Hai pubblicato tre concept album che esplorano la psiche umana nella sua complessità: esperienza pre-morte e regressione ovvero tornare alla vita dal limbo. Cosa ti affascina di questo mondo?
Mi è sempre interessato tutto ciò che trascende la realtà: penso che la nostra vita sia solo e unicamente un viaggio verso un’altra meta, però è comunque importante ciò che facciamo e come ci comportiamo. Penso anche che i nostri sensi siano limitati e che la musica e l’arte ci permettano di ampliarli e ci donino una capacità di vedere oltre la quotidianità.

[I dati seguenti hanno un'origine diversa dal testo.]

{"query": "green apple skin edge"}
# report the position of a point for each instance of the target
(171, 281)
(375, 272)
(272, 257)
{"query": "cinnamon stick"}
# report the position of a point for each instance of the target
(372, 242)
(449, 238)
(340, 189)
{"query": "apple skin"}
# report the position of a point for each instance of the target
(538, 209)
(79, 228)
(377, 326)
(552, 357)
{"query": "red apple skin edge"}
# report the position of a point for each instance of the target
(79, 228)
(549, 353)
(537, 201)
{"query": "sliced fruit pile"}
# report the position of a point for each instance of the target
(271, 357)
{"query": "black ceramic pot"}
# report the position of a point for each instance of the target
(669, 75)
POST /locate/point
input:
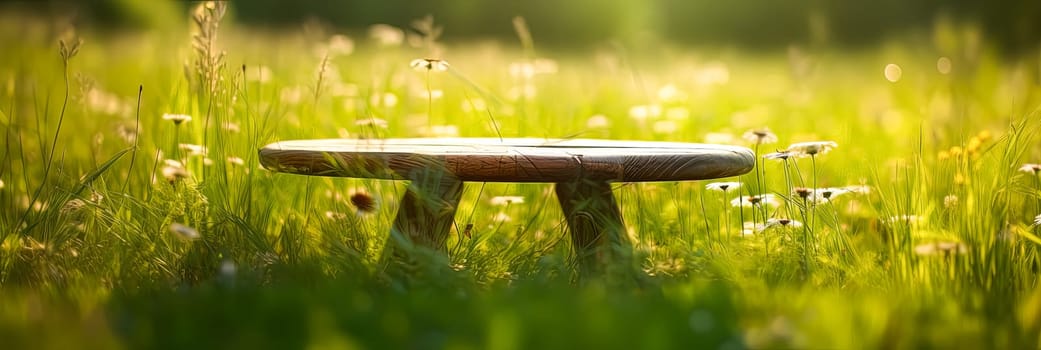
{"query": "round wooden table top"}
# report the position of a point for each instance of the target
(508, 159)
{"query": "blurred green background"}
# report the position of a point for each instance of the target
(1013, 26)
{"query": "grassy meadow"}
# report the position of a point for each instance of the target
(134, 214)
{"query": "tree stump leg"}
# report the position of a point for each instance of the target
(427, 211)
(595, 225)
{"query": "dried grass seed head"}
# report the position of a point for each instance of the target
(184, 231)
(177, 119)
(812, 148)
(429, 65)
(760, 136)
(1031, 168)
(724, 186)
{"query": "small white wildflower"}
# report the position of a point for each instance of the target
(193, 149)
(760, 136)
(335, 216)
(434, 94)
(773, 222)
(724, 186)
(598, 122)
(750, 228)
(942, 247)
(826, 195)
(812, 148)
(1031, 168)
(184, 231)
(780, 155)
(506, 200)
(429, 65)
(177, 119)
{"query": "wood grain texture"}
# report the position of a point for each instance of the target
(509, 159)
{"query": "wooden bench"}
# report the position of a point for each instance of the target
(582, 171)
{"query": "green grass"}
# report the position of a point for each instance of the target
(87, 257)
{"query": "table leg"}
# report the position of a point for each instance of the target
(594, 220)
(427, 211)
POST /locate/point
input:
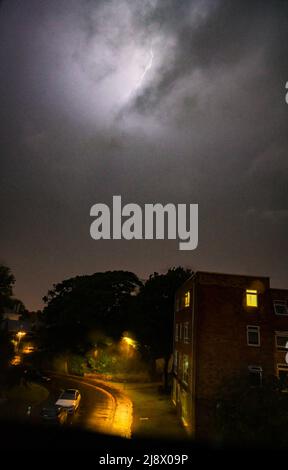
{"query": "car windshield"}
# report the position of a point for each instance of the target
(68, 395)
(50, 411)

Tre album che ti hanno cambiato la vita.
Passion and Warfare di Steve Vai, The Dark Side of the Moon dei Pink Floyd, The Fragile dei Nine Inch Nails. Penso che potrei ascoltarli all’infinito perché a mio parere sono capolavori pari a un’opera di Mozart.
Ultima domanda: se dovessi descrivere la tua musica con un drink, quale sarebbe e perché?
Credo del whiskey speziato per quanto riguarda i brani da band e dell’assenzio per quelli più elettronici e complessi. Grazie per l’interesse e l’intervista, capita di rado di essere considerati!